犬塚さんの表情は相変わらず穏やかで、決して面白がってはいない。俺の悩みに、付き合ってくれている。
「だって、俺もその人も男だよ」
「わかんないだろ、女の人かも」
「えええ?」
「ネットってそういうもんだろう。
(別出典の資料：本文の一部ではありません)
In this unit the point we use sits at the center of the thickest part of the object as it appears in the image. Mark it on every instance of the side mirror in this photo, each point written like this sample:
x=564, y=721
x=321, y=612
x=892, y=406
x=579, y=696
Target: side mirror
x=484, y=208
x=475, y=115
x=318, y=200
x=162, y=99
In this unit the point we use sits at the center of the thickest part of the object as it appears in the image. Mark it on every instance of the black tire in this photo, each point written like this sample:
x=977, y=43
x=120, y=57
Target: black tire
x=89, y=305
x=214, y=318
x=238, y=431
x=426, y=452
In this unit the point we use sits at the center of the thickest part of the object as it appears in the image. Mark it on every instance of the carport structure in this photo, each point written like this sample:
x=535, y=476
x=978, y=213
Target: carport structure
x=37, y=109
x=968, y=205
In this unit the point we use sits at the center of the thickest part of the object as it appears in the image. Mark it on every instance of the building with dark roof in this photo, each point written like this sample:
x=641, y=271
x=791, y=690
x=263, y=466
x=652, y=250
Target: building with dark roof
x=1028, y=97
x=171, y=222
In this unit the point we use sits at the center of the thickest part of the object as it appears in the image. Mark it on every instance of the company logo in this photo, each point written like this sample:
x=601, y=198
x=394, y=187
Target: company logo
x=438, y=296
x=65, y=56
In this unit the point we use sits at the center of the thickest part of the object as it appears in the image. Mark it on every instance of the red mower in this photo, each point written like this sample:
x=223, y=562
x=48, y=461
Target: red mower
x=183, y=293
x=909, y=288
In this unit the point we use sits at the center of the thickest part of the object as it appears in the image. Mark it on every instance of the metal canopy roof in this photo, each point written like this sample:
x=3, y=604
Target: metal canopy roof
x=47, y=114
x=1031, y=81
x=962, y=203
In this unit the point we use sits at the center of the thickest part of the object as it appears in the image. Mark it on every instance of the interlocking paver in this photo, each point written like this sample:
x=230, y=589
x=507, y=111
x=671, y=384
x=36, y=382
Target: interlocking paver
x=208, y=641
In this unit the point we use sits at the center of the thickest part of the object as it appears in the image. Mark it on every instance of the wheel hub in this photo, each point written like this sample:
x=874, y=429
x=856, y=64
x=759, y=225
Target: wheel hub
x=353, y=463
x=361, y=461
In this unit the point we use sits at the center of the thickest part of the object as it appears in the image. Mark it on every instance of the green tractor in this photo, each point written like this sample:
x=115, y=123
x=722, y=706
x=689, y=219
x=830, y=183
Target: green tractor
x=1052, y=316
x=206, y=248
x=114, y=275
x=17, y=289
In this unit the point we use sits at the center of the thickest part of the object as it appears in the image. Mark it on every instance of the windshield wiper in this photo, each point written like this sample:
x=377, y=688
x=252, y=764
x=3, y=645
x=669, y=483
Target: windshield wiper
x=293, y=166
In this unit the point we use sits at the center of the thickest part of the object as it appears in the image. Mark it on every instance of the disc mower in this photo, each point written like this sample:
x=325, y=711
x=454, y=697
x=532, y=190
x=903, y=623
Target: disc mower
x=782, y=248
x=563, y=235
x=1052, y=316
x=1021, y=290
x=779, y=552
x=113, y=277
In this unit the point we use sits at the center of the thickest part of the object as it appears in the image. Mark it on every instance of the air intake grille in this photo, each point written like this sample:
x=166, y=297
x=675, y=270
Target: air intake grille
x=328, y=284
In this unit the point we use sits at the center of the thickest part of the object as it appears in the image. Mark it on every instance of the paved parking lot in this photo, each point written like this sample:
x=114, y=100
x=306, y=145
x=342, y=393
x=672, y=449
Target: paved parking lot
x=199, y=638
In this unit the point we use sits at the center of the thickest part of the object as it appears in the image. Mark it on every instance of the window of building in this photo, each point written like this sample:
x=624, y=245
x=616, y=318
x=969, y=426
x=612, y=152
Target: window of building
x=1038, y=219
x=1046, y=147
顔も、声も、リアルは何も見えない」
「男でも女でもいいけどさあ……」
あ、やばい。
犬塚さんの声が、語り口が、頭を撫でてくれる手が心地よくて、意識がふわふわとしてくる。
「あのひとと、ゲーム以外の繋がりがほしいんだ……」
それくらい、……。
そう言い掛けて、俺は完全に瞼を閉じた。
ここから先の記憶は、おぼろげだ。
「あーあー……」
困ったように笑う犬塚さんの声も、
「無防備すぎるでしょ」
髪の毛に触れた柔らかな感触も、会計を済ませてくれたのも、タクシー呼んで家まで連れて帰ってくれたのも。薄らとは覚えているけど、はっきりとした記憶がない。
次の日の朝、気が付いたら自宅のベッドの上にいて、【酔っ払いクン、宅配完了。風邪ひかないよーに。】なんて、イケメン過ぎるメッセージが届いていたのに戦慄した。さすがに焦ってすぐに犬塚さんに電話を掛けて、謝り倒した俺だった。今度絶対奢ります、まじで。